Statement – WHO urges European countries to prevent Zika virus disease spread now
Statement by Dr Zsuzsanna Jakab, WHO Regional Director for Europe
The WHO Director-General has declared that the recent cluster of microcephaly and neurological disorders in Latin America and the Caribbean constitutes a public health emergency of international concern and requires a united response. She has defined it an "extraordinary event" and a public health threat to other parts of the world, on the basis of a strong suspicion of a causal link between this cluster of disorders and Zika virus disease, as agreed by the experts on the International Health Regulations Emergency Committee.
The combination of broad geographical distribution of mosquito species that can transmit the virus, the absence of immunity against the virus throughout the world and lack of both a vaccine and rapid, reliable diagnostic tests raises concerns that Zika virus disease will spread globally.
Recommendations to European countries
Every European country in which Aedes mosquitos are present can be at risk for the spread of Zika virus disease. A number of travellers infected with Zika have entered Europe, but the disease has not been transmitted further, as the mosquito is still inactive. With the onset of spring and summer, the risk that Zika virus will spread increases.

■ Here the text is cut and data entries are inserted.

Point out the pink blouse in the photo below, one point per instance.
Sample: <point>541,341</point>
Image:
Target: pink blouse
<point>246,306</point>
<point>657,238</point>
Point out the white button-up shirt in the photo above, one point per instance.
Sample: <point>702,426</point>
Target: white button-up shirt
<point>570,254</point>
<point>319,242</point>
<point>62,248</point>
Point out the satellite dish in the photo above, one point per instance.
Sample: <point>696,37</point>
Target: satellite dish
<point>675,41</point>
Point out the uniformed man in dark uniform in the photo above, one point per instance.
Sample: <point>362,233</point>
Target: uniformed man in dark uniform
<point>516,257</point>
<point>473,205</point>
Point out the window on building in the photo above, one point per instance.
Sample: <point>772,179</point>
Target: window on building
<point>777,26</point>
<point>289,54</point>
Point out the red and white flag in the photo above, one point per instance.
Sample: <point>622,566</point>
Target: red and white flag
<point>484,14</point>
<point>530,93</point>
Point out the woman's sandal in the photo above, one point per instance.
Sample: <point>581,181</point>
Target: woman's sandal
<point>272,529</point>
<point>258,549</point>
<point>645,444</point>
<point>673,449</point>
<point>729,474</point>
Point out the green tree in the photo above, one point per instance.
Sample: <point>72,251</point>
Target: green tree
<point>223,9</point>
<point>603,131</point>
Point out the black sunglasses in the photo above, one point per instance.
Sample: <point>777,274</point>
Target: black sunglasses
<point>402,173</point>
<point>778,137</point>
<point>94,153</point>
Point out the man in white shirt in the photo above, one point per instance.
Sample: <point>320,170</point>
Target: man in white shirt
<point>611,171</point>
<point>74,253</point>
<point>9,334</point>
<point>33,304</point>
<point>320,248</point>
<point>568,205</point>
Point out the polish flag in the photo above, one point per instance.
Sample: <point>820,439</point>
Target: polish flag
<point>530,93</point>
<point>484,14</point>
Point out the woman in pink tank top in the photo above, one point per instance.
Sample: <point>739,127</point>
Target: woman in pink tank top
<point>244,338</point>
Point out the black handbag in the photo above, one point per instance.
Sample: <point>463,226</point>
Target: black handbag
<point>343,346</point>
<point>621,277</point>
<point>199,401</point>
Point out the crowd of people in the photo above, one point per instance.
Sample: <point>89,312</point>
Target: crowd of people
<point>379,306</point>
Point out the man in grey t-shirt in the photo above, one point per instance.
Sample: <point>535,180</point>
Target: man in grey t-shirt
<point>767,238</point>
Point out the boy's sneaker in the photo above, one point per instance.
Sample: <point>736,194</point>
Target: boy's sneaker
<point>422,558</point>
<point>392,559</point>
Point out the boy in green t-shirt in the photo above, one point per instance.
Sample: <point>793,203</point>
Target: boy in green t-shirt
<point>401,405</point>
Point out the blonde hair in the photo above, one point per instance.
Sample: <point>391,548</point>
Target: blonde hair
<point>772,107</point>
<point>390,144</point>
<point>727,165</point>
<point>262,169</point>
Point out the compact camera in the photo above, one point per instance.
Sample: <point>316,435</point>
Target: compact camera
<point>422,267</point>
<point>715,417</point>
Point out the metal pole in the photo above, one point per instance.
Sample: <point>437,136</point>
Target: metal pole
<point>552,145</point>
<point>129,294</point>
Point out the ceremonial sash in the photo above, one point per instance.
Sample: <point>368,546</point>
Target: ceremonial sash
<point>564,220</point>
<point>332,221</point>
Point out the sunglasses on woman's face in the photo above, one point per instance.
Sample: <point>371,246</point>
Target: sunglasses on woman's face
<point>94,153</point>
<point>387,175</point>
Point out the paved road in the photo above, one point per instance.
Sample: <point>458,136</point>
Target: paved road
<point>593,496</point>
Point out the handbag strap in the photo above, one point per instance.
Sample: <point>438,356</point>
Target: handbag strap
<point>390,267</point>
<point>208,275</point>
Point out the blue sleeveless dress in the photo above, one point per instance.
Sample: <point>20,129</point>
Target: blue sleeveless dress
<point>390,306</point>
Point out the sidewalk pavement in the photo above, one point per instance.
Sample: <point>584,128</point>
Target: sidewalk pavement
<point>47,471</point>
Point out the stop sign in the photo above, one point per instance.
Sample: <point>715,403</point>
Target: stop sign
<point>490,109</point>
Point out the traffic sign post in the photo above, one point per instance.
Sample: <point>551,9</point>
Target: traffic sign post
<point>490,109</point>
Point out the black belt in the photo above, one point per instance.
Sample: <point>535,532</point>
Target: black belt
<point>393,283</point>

Now is the time for countries to prepare themselves to reduce the risk to their populations. As there is no vaccine or treatment for Zika virus disease, we must protect the European Region by stopping the disease at its source. I urge European countries to act early in a coordinated way to:
- control the mosquitoes, including community engagement in eliminating mosquito breeding sites and planning for insecticide spraying and killing of larvae in case of outbreaks;
- inform people at risk, especially pregnant women, about preventing mosquito bites;
- enhance surveillance and ensure laboratory detection of Zika virus disease and its neurological complications; and
- step up research to understand Zika virus disease and develop diagnostic tests and vaccines.
We at WHO stand ready to support countries in the European Region in preventing the spread of Zika virus disease, where requested. This will include:
- providing guidance on integrated vector control strategies;
- facilitating shipment of samples to WHO reference laboratories or delivering diagnostic tools for local testing; and
- advising on risk communication.
No restrictions on travel or trade
On the basis of the available evidence, WHO does not recommend travel or trade restrictions related to Zika virus disease. As a precautionary measure, national governments may issue travel recommendations to their own populations after assessing the available evidence and local risk factors.
People travelling to high-risk areas should protect themselves from mosquito bites by using repellents, wearing light-coloured, long-sleeved shirts and trousers and ensuring that rooms are fitted with screens to prevent mosquitoes from entering. As Aedes mosquitoes bite during the day, these measures should be applied all day long.
Women who are pregnant or planning to become pregnant should take extra care to protect themselves from mosquito bites. They might also consult their local health authorities if they are travelling to an area with ongoing Zika virus transmission.
Health authorities are advised to collaborate with the transport sector to ensure disinsection of aircraft arriving from affected areas.